Depend on the definition of the "product". For example some banal cloud storage in which everyone competes. And it's an "old" product, despite being invisibly improved behind the scenes, just like at any other provider. Google has pretty competitive storage AND they are fully abusing Android integration for AND they have pretty good bundling of that storage with other products, including, you've guessed it - LLM Gemini. So say a person is not a professional user of LLMs like a developer burning tokens in a dozen accounts simultaneously. A person has a phone and eventually memory runs out, so he buys a one click Google storage for 4 bucks. And suddenly he has Gemini Pro included too. So why pay 20 bucks to Anthropic, when Google costs 1/5 of that AND has other stuff bundled too?

So maybe Google is lagging on truly new products (btw, does Gemini itself with its TPUs count as a new product? I'd say yes), but "old" products are entrenched enough to carry them and compete.

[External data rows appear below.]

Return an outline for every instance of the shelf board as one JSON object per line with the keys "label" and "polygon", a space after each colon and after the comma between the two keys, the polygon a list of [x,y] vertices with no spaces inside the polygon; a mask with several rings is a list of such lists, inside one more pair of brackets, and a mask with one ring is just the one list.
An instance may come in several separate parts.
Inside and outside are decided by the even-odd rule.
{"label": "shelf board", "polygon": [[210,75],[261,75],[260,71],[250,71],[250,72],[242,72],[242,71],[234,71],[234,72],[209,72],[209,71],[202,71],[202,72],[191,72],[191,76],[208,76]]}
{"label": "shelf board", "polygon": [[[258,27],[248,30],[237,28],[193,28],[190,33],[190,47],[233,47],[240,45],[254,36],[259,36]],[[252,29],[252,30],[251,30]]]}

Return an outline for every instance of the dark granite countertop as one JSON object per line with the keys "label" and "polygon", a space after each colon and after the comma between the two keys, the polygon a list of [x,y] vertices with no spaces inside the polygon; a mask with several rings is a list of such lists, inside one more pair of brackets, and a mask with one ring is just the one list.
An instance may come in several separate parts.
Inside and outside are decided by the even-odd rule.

browningstreet|17 days ago

Google Drive is easily the worst of the desktop cloud storage options. It’s okay for Google Docs but not other files if that’s what you’re talking about..

asdfman123|17 days ago

Google is good at buying existing products and scaling them, which is exactly what they did with DeepMind.

HardCodedBias|17 days ago

Deepmind was their worst acquisition ever. It is a vanity project that burns cash.

Hamuko|17 days ago

I thought that the likes of Android, Google Docs, Google Translate, etc. were fairly successful. Chrome and ChromeOS also seem fairly popular too.

gregable|17 days ago

A lot of those are getting pretty close to 20 years ago.

atlimar|17 days ago

This year:

chromeos is 17

android is 18

chrome is 18

google docs is 20

google translate is 20

rvnx|17 days ago

Google Cloud is good and successful. Except they can't implement billing hard caps, or pretend they can't.

Bnjoroge|17 days ago

Im not sure what you consider successful. They've been struggling to get market share vs azure, and the product isnt that good. lots of rough edges, and piss poor support

TurdF3rguson|17 days ago

Their API business model seems to be hope enough people accidentally go over free tier: $0 for the first 5000 monthly places lookups, $40 per 1000 after that

cleaning|17 days ago

Neither does AWS and you can argue they aren't good but they're objectively successful, so it doesn't seem like a good metric.